Monday, May 12, 2008

U.S. v. Caruto, No. 07-50041 (5-12-08). The Supremes in Doyle found a due process violation if the prosecutor commented on the defendant's silence. The question here is whether the prosecutor could argue omissions in defendant's post-arrest statement before invoking her Miranda rights. The 9th (Wilken, D.J., joined by Graber and Berzon) held that the prosecutor could not. The defendant was arrested coming cross the border with cocaine in the gas tank. She at first waived her Miranda rights and made a statement that she had lent her car, and had just gotten it back, and was going to drive it to L.A. After seven minutes or so, she then invoked her Miranda rights. At trial, the agent who took the post-arrest statement acknowledged changes in his notes and cross-outs. The defendant testified and was crossed on inconsistencies. There were also corroborating witnesses to her version. In closing, the prosecutor hammered on omissions in her post-arrest statement, and the inconsistencies with her trial testimony, implicitly commenting on her invocation of silence. This was a due process violation. It was not harmless given the focus on her credibility. The 9th's holding is an extension of Doyle and finds support in precedent. A very good case for buttressing Miranda and Doyle.

Woods v. Carey, No. 05-55302 (5-12-08). The petitioner had a pending petition when he filed, pro se, another petition raising more issues. The court treated this as a successor petition, when the court should have treated it as a motion to amend the pending petition.

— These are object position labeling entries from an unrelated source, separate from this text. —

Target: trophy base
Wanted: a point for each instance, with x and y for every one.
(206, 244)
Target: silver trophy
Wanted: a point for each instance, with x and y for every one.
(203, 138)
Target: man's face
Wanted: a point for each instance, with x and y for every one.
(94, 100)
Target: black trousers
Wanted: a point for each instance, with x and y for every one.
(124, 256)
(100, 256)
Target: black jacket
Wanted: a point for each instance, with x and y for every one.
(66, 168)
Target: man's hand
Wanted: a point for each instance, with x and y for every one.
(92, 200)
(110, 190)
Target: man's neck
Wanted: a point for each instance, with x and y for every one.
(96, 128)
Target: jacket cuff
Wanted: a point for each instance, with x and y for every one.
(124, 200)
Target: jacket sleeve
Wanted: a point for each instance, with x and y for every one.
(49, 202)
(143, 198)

Miller v. Blackletter, No. 06-36090 (5-12-08). The 9th (O'Scannlain joined by Graber and Callahan) affirm the denial of a petition asserting that petitioner's right to counsel of choice was denied. The petitioner had committed a number of robberies, given a statement, and was looking at a lot of time. On the day of trial, he asked trial court to continue trial so that he could hire another lawyer. His father was willing to put up the money. The court inquired into the relationship between petitioner and appointed counsel, reviewed motions that counsel filed, and when faced with a 30-day continuance, denied the motion. The 9th here held that the state court did not abuse its discretion in balancing the right to counsel against concerns of fairness and scheduling as set forth by the Supremes in Gonzalez-Lopez.


Blogger Greg May said...

Woods is a good decision, but I am concerned that the Ninth left itself a loophole to treat represented petitioners less generously. The court adopted reasoning from the Second Circuit -- that the tension between the policy of liberality of amendment and the AEDPA restrictions on successive petitions should be resolved in favor of treating the subsequent petition as a motion for leave to amend -- because it found the rationale held "special force" with regard to pro se litigants.